The Mudcat Café TM
Thread #17058   Message #2201509
Posted By: GUEST,Karen Kaplan of Toronto
24-Nov-07 - 04:05 PM
Thread Name: Penguin: Banks Of Green Willow
Subject: RE: Penguin: Banks Of Green Willow
In response to Brian Peters two questions, looking through the seven versions (of which two have only one verse so only five are relevant) in "Cecil Sharp's Collection of Engllish Folk Songs" edited by Maud Karpeles...

1)
One version is from Mrs Overd, sung 22 August 1904. It has the "Look how my love's swimming along" verse as given in Bronson.

In none of the five relevant versions does she "tumble" and "taver"

However,..
"totter" and "tumber" appear in the Elizabeth Mogg version
"taver" appears in the Louie Hooper version
"totters" and "tremble" appear in the Jane Guilford version
"rollin'" and "tumblin'" appear in the W.Spearing version

But only Mrs.

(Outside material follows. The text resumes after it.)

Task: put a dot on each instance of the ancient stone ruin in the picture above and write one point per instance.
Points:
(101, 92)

Overd's version has "which makes my heart quaver" or anything like it. None of the other four indicate that he is fearful. Contrite, perhaps, what with wanting to go after her with a small boat and/or provide her a coffin (in some versions one could think he hopes to prevent her death after all; in others it seems he simply wants to retrieve the bodies)

2)
None of these five refer to ill-fortune suffered by the ship. In Louie Hooper's version he "was troubled / with her and her baby". In some she asks to be thrown overboard. In some she asks to be sent or taken back home. Conceivably those requests (or her misery and complaining that those requests may represent) could have angered him.

On the other hand, perhaps the idea that the ship would be in trouble due to the woman and her baby and her malfeasance was so well understood it did not need to be included in the song. (In my reading, HE was as culpable as SHE, but I've just been reminded by reading "Albion's Seed" of how deeply double the double standard was in these matters.)